L’Europe est-elle si naïve face aux investisseurs chinois ? Le Parlement européen vote un réglement de défense des investissements stratégiques

A Londres, un taxi fait de la publicité pour le géant chinois Huawei, près de la gare Charing Cross. Le ministre de la Défense britannique Gavin Williamson est très inquiet des investissements chinois dans le réseau mobile de 5G outre Manche
A Londres, un taxi fait de la publicité pour le géant chinois Huawei, près de la gare Charing Cross. Le ministre de la Défense britannique Gavin Williamson est très inquiet des investissements chinois dans le réseau mobile de 5G outre Manche © AFP / NIKLAS HALLE'N / AFP

Le Royaume uni devant la Suède et l'Allemagne, c'est le hit-parade des pays d'Europe où les chinois ont le plus investi l'an passé selon le baromètre du cabinet Rhodium Group. La France est le 5ème pays. 

Les secteurs qui aiguisent les appétits des compagnies chinoises sont le tourisme (le Club Med racheté par Fosun, les hôtels Accor) où le secteur de l'automobile (Peugeot en France, Mercedes Benz en Allemagne, les pneus Pirelli en Italie) et les grandes infrastructures, comme le port du Pirée en Grèce, l'aéroport de Toulouse Blagnac, Quant à la Hongrie, elle fait financer sa première ligne de TGV par la fameuse compagnie chinoise concurrente d'Alstom/Siemens. Objectif : relier Budapest à Belgrade et à terme le port grec du Pirée, la nouvelle porte d'entrée de la Chine en Europe. Pékin l'a annoncé, il veut être leader  mondial sur cinq secteurs stratégiques d'ici 2025 et il ne regarde pas à la dépense. 
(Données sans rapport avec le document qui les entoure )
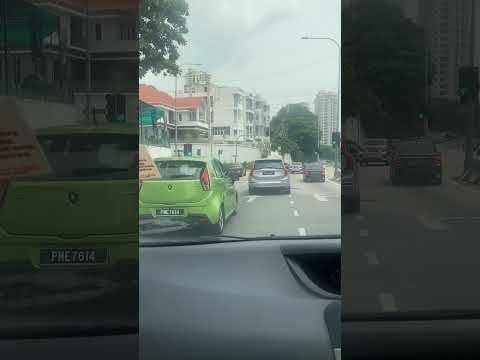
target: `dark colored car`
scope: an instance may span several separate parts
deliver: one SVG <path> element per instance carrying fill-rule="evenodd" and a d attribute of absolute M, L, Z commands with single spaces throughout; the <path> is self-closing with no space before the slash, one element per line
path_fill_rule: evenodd
<path fill-rule="evenodd" d="M 390 166 L 392 185 L 422 182 L 442 183 L 442 156 L 429 140 L 399 143 Z"/>
<path fill-rule="evenodd" d="M 346 212 L 360 211 L 360 172 L 347 145 L 342 142 L 342 209 Z"/>
<path fill-rule="evenodd" d="M 348 152 L 352 154 L 352 156 L 355 158 L 357 162 L 362 161 L 362 156 L 363 156 L 363 149 L 360 145 L 358 145 L 356 142 L 351 141 L 351 140 L 346 140 L 345 144 L 348 148 Z"/>
<path fill-rule="evenodd" d="M 321 162 L 306 163 L 303 168 L 304 182 L 325 182 L 325 167 Z"/>
<path fill-rule="evenodd" d="M 227 170 L 236 180 L 246 175 L 246 169 L 242 164 L 230 164 L 227 166 Z"/>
Débats en Europe sur des instruments de défense économique 

Les débats sont très durs entre d'un côté, 12 pays dont la France disposent déjà d'instruments de contrôle dans des secteurs stratégiques.  A l'inverse, certains pays sont très hostiles : la Grèce ou le Portugal ont besoin des étrangers pour faire tourner leur économie.  D’autres, comme les pays nordiques, sont très attachés à l'ouverture des marchés.  Ceci dit le vent tourne : même la République Tchèque, ou le Danemark sont en train de revoir leur position et vont se doter de dispositifs similaires à ceux de la France. 

Prise de conscience y compris en Allemagne

L’affaire Kuka, en 2016, a servi d'électrochoc : Kuka c'est le champion des robots, made in Germany, le fabricant de machine-outil est devenu chinois. La même année, les investissements de l'Empire du milieu en Allemagne ont atteint 12 milliards d'euros, vingt fois plus que l'année précédente. Pour bloquer certains de ces investissements chinois, Berlin a invoqué la sécurité nationale. Une première Outre Rhin.  

A quoi va servir ce nouvel instrument européen ? 

Aujourd’hui chacun fait ce qu'il veut chez soi. Or les réseaux européens sont de plus en plus interconnectés : on vit dans un marché unique, et ce qui arrive à l'un importe aux autres. Ce nouveau verrou européen est assez light : in fine chaque Etat restera décisionnaire chez lui, mais  la Commission européenne donnera son avis et si on s'écarte de cet avis, il faudra qu'il donne des explications à ses voisins... dans certains secteurs, l'industrie, ou les nouvelles technologies. Les batteries électriques, c'est toute l'industrie automobile européenne qui peut être concernée. Bref il s'agit d'un nouvel instrument de défense économique, à 100 jours des élections européennes, les parlementaires européens veulent aussi montrer qu'il y a aussi une Europe qui protège.